Inducted to the Walk of Fame on February 8, 1960 with 1 star. Comments

Cornelius Louis Wilde was an American actor and film director.

Wilde was born in 1912 in Prievidza, Hungary. His Hungarian Jewish parents, according to some sources, were Béla Weisz and Renée Vojtech. Other sources give his parents' names as Louis Bela Wilde and Renée Mary Vid, and indicate Wilde was named for his grandfather, Cornel Louis Wilde. A talented linguist and an astute mimic, he had an ear for languages which became apparent later in his acting career. Wilde attended the City College of New York as a pre-med student, completing the four-year course in three years and winning a scholarship to the Physicians and Surgeons College at Columbia University. He qualified for the United States fencing team prior to the 1936 Summer Olympic Games, but quit the team just prior to the games in order to take a role in the theater.

Wilde was hired as a fencing teacher by Laurence Olivier for his 1940 Broadway production of Romeo and Juliet and was given the role of Tybalt in the production. His performance in this role netted him a Hollywood film contract.

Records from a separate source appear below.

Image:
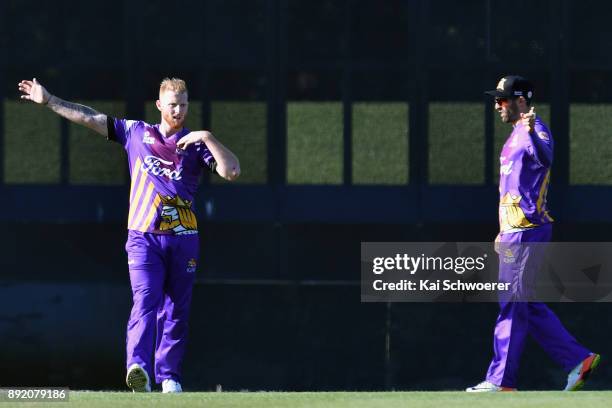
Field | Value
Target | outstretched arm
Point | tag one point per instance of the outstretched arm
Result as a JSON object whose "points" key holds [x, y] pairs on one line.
{"points": [[74, 112], [228, 165]]}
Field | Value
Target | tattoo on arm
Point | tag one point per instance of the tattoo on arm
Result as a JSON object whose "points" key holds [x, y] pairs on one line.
{"points": [[80, 114]]}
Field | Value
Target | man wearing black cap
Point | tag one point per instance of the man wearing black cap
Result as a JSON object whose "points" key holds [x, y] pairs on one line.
{"points": [[525, 164]]}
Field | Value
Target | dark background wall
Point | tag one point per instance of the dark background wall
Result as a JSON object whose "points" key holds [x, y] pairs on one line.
{"points": [[277, 302]]}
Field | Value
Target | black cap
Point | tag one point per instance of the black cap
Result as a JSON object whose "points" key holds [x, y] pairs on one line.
{"points": [[512, 86]]}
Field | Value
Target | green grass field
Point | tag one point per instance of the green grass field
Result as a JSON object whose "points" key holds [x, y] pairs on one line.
{"points": [[554, 399], [314, 142]]}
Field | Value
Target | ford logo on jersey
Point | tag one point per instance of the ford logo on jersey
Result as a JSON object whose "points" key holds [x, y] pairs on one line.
{"points": [[156, 166]]}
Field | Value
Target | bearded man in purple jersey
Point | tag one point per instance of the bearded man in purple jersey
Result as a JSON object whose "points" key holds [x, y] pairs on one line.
{"points": [[165, 162], [525, 163]]}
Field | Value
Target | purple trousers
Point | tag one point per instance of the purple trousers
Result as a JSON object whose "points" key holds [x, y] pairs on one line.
{"points": [[519, 317], [162, 272]]}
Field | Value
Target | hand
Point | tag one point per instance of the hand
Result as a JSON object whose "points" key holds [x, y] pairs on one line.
{"points": [[34, 91], [528, 119], [191, 138]]}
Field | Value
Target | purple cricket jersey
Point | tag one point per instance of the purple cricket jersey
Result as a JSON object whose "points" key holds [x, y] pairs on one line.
{"points": [[163, 179], [524, 177]]}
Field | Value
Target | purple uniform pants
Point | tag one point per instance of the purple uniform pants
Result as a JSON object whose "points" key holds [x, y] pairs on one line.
{"points": [[519, 318], [162, 272]]}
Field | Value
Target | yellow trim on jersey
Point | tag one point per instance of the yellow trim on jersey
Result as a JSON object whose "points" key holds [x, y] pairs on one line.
{"points": [[152, 211], [143, 206], [134, 202]]}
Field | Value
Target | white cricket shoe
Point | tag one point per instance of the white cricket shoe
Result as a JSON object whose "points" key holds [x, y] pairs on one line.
{"points": [[486, 386], [580, 373], [138, 379], [171, 386]]}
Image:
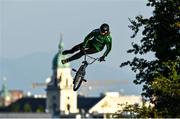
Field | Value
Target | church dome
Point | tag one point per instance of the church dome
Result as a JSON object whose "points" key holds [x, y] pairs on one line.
{"points": [[58, 57]]}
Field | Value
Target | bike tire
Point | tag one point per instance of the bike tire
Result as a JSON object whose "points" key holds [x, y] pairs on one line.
{"points": [[78, 78]]}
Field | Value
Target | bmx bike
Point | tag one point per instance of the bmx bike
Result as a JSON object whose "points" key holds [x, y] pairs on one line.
{"points": [[80, 73]]}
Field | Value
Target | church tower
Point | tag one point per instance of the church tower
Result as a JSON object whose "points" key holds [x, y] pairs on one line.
{"points": [[60, 95]]}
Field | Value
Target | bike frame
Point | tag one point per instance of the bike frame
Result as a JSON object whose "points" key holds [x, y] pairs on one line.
{"points": [[79, 77]]}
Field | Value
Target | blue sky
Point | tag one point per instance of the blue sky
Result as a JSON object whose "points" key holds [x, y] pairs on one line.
{"points": [[31, 27]]}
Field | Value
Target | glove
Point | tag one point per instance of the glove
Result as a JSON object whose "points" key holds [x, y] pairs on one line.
{"points": [[101, 59]]}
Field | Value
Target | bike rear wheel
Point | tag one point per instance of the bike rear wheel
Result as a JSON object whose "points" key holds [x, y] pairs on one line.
{"points": [[78, 78]]}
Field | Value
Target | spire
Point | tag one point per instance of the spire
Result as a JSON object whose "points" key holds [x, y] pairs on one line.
{"points": [[59, 56], [61, 45]]}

He had several small film roles until he played the role of Frédéric Chopin in 1945's A Song to Remember, for which he was nominated for an Academy Award as Best Actor. In 1945 he also starred in A Thousand and One Nights with Evelyn Keyes. He spent the rest of the decade appearing in romantic and swashbuckling films, but he also appeared in some significant films noir, opposite Gene Tierney in Leave Her to Heaven, Road House and Shockproof, the latter film also starring his then wife Patricia Knight.